MapR Filesystem

Discusses the features of the MapR file system, and provides a comparison with the Hadoop Distributed File System (HDFS).

The MapR Data Platform provides a unified data solution for structured data (tables) and unstructured data (files).

MapR Filesystem is a random, read-write distributed file system that allows applications to concurrently read and write directly to disk. The Hadoop Distributed File System (HDFS), by contrast, has append-only writes and can only read from closed files. As HDFS is layered over the existing Linux file system, a large number of input/output (I/O) operations decrease the cluster’s performance. MapR Filesystem also eliminates the Namenode associated with cluster failure in other Hadoop distributions, and enables special features for data management, and high availability.

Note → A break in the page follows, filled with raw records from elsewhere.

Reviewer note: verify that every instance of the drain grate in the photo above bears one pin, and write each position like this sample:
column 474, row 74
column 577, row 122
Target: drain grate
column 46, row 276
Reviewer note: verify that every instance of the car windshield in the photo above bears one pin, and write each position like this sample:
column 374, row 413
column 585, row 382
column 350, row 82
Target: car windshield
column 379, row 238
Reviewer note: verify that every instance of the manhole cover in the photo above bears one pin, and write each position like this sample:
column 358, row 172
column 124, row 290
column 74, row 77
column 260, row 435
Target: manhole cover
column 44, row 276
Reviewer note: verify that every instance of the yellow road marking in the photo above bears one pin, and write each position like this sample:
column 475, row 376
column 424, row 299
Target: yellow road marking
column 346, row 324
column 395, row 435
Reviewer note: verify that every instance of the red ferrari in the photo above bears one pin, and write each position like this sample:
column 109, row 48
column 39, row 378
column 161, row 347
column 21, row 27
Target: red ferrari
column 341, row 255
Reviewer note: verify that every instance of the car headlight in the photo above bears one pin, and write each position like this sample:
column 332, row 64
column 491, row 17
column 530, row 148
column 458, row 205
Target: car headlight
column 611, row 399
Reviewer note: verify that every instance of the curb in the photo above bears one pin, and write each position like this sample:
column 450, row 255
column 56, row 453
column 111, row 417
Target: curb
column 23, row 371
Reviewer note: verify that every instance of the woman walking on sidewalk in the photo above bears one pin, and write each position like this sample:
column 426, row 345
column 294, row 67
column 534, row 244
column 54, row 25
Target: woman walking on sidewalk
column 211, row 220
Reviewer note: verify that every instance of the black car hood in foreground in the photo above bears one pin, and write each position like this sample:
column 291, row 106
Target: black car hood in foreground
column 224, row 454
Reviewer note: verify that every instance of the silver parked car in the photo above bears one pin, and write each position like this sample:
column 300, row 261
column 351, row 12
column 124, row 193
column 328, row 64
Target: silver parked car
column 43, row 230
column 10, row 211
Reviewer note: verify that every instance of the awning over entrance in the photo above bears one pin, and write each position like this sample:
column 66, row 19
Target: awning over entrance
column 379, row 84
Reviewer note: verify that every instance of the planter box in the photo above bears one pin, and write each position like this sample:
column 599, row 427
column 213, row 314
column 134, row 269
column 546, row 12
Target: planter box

The storage system architecture used by MapR Filesystem is written in C/C++ and prevents locking contention, eliminating performance impact from Java garbage collection.

The following table highlights some of the features of the MapR Filesystem:
Feature Description
Storage pools A group of disks to which the MapR file system writes data.
Containers An abstract entity that stores files and directories in the MapR file system. A container always belongs to exactly one volume, and can hold namespace information, file chunks, or table chunks for that volume.
CLDB A service that tracks the location of every container.
Volumes A management entity that stores and organizes containers. Used to distribute metadata, set permissions on data in the cluster, and for data backup. A volume consists of a single name container, and a number of data containers.
Direct Access NFS Enables applications to read and write data directly on to the cluster.
POSIX Clients The loopbacknfs, and FUSE-based POSIX clients connect to one or more MapR clusters, and allow app servers, web servers, and applications to write data directly, and securely to the MapR cluster.